L’activité physique est bénéfique pour la santé lorsqu’elle reste adaptée et équilibrée. Mais lorsqu’elle devient une obligation permanente ou une source d’anxiété, elle peut avoir l’effet inverse.
Des effets qui concernent aussi les hommes
Pendant longtemps, les recherches sur l’image corporelle ont surtout porté sur les jeunes femmes. Mais cette étude montre que les effets négatifs des contenus “fitspiration” touchent aussi les hommes.
Les chercheurs expliquent que la pression physique augmente chez tous les utilisateurs des réseaux sociaux, quel que soit leur sexe.
Chez les hommes, les contenus valorisent souvent des corps très musclés et très secs, ce qui peut également générer des complexes et des comportements excessifs liés au sport ou à l’alimentation.
Pourquoi ces contenus sont-ils si influents ?
Les réseaux sociaux utilisent des algorithmes qui mettent fortement en avant les contenus suscitant de l’engagement émotionnel.
Les vidéos de transformation physique, les conseils “miracles” ou les routines impressionnantes attirent naturellement beaucoup de vues, de commentaires et de partages.
À force d’être exposé en permanence à ce type d’images, le cerveau finit par considérer ces standards comme normaux.
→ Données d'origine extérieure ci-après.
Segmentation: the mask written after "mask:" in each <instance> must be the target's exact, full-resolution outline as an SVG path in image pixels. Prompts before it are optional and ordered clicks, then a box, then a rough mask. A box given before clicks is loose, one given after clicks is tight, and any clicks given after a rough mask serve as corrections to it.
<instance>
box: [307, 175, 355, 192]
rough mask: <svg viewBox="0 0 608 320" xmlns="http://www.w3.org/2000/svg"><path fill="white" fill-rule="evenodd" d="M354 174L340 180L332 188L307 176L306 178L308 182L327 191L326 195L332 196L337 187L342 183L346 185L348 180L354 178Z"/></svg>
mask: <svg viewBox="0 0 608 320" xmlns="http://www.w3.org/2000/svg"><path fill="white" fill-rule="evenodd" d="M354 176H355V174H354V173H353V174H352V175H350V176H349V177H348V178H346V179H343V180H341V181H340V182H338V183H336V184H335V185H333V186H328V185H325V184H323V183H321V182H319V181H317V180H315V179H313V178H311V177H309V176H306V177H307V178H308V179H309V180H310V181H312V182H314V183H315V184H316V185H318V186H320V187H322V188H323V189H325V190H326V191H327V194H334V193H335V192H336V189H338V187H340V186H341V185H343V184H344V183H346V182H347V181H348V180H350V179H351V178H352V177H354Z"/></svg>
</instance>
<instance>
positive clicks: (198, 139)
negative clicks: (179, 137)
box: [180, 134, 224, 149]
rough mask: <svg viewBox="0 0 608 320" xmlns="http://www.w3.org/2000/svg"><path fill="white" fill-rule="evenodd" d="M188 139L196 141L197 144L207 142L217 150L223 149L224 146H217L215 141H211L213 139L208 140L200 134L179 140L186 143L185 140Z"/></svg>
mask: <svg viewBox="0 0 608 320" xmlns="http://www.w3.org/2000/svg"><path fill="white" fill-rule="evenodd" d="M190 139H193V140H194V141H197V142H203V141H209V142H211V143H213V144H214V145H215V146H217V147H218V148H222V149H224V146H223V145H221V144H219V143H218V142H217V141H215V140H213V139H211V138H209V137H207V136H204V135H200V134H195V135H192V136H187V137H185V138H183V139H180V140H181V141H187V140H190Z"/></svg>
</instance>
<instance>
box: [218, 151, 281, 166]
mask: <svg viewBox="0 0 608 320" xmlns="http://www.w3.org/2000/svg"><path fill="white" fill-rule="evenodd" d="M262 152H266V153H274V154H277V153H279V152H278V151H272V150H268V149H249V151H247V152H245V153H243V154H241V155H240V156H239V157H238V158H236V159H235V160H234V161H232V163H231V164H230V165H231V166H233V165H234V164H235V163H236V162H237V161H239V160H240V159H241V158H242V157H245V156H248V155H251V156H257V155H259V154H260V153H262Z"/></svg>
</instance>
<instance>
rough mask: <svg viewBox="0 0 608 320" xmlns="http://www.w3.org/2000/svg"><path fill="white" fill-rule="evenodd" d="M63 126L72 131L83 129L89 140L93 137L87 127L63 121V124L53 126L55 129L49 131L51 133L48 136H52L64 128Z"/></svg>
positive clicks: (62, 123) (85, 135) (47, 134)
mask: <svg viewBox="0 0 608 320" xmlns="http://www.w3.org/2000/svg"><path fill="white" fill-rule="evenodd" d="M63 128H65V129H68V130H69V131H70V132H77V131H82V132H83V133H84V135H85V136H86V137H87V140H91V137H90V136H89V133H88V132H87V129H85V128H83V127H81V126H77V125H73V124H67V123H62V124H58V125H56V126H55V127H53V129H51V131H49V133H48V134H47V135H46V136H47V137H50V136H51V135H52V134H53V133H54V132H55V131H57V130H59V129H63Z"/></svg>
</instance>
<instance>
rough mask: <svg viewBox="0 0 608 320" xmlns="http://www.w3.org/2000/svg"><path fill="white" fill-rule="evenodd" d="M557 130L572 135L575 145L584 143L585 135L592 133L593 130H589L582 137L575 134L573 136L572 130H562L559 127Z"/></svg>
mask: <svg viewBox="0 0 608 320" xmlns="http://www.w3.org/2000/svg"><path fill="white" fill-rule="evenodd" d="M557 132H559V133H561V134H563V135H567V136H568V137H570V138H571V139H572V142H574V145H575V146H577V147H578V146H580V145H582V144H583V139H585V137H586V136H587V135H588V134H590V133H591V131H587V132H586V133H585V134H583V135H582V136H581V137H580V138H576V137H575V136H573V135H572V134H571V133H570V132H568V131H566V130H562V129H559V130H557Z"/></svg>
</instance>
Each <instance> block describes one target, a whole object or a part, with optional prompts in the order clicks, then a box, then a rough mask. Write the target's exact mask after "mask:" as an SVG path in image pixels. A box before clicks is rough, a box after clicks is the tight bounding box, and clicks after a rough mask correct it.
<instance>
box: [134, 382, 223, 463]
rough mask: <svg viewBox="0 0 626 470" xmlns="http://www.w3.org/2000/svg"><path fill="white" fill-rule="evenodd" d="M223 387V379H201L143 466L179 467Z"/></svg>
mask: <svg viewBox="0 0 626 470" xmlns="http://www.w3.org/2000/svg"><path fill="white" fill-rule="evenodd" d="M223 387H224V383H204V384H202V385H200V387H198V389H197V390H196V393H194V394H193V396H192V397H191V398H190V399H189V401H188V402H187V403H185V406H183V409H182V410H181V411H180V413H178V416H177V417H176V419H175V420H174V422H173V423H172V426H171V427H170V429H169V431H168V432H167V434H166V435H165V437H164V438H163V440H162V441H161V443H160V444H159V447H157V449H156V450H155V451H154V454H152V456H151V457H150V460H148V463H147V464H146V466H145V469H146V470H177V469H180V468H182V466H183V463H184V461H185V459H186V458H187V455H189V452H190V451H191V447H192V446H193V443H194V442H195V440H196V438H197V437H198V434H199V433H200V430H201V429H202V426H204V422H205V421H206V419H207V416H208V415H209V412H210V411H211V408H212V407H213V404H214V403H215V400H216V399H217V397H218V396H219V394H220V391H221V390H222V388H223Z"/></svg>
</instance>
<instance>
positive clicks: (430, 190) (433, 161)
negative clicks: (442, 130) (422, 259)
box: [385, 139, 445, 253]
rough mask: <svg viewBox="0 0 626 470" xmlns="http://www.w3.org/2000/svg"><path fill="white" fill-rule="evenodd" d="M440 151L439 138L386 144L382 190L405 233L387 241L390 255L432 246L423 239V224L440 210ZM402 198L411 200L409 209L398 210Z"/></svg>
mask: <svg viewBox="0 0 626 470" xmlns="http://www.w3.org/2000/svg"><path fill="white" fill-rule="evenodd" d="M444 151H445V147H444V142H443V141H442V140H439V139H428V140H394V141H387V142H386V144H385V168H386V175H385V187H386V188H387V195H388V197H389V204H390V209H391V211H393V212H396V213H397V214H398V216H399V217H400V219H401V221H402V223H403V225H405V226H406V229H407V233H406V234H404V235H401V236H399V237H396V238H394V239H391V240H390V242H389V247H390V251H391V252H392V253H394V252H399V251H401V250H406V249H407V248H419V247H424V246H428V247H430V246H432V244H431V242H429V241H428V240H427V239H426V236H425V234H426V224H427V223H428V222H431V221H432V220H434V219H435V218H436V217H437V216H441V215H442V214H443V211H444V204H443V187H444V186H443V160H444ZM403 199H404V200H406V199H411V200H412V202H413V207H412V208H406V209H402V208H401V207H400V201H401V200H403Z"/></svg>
Les chercheurs parlent alors d’“internalisation des idéaux corporels”, c’est-à-dire l’adoption inconsciente de modèles physiques irréalistes comme référence personnelle.
Chez les jeunes adultes, dont l’identité et l’estime de soi sont encore en construction, cet impact peut être particulièrement important.
Comment utiliser les réseaux sociaux de manière plus saine ?
Les experts ne disent pas qu’il faut arrêter totalement de suivre des contenus liés au sport ou à l’alimentation. Beaucoup de créateurs proposent des conseils utiles et motivants.
En revanche, il est important de garder du recul.
Voici quelques conseils recommandés par les spécialistes :
Diversifier les contenus suivis
Suivre uniquement des comptes centrés sur l’apparence physique peut renforcer les comparaisons sociales. Il est préférable de varier les contenus et de suivre des profils plus réalistes.
Vérifier les sources
Tous les conseils nutritionnels ou sportifs publiés en ligne ne sont pas fiables. Il vaut mieux privilégier les professionnels qualifiés : diététiciens, médecins, coachs diplômés ou spécialistes reconnus.
Éviter les méthodes extrêmes
Les régimes drastiques, les défis sportifs excessifs ou les transformations rapides doivent être abordés avec prudence.
Écouter son corps
Chaque personne a des besoins différents. Le sommeil, le stress, la santé mentale et le bien-être global sont aussi importants que les performances physiques.
Faire des pauses des réseaux sociaux
Réduire le temps passé sur certaines plateformes peut parfois améliorer l’estime de soi et diminuer la pression liée à l’apparence.
Une tendance qui pousse les chercheurs à rester vigilants
Pour la Dre Valerie Gruest, ces résultats sont préoccupants car les contenus “fitspiration” touchent aujourd’hui des millions de jeunes à travers le monde.
Même si certaines publications peuvent encourager des habitudes positives, les chercheurs estiment qu’il est essentiel de mieux comprendre leurs effets psychologiques à long terme.
L’objectif n’est pas de diaboliser le sport ou l’alimentation saine, mais de rappeler qu’une approche équilibrée reste indispensable.
Car derrière les images parfaites des réseaux sociaux, la réalité est souvent beaucoup plus complexe.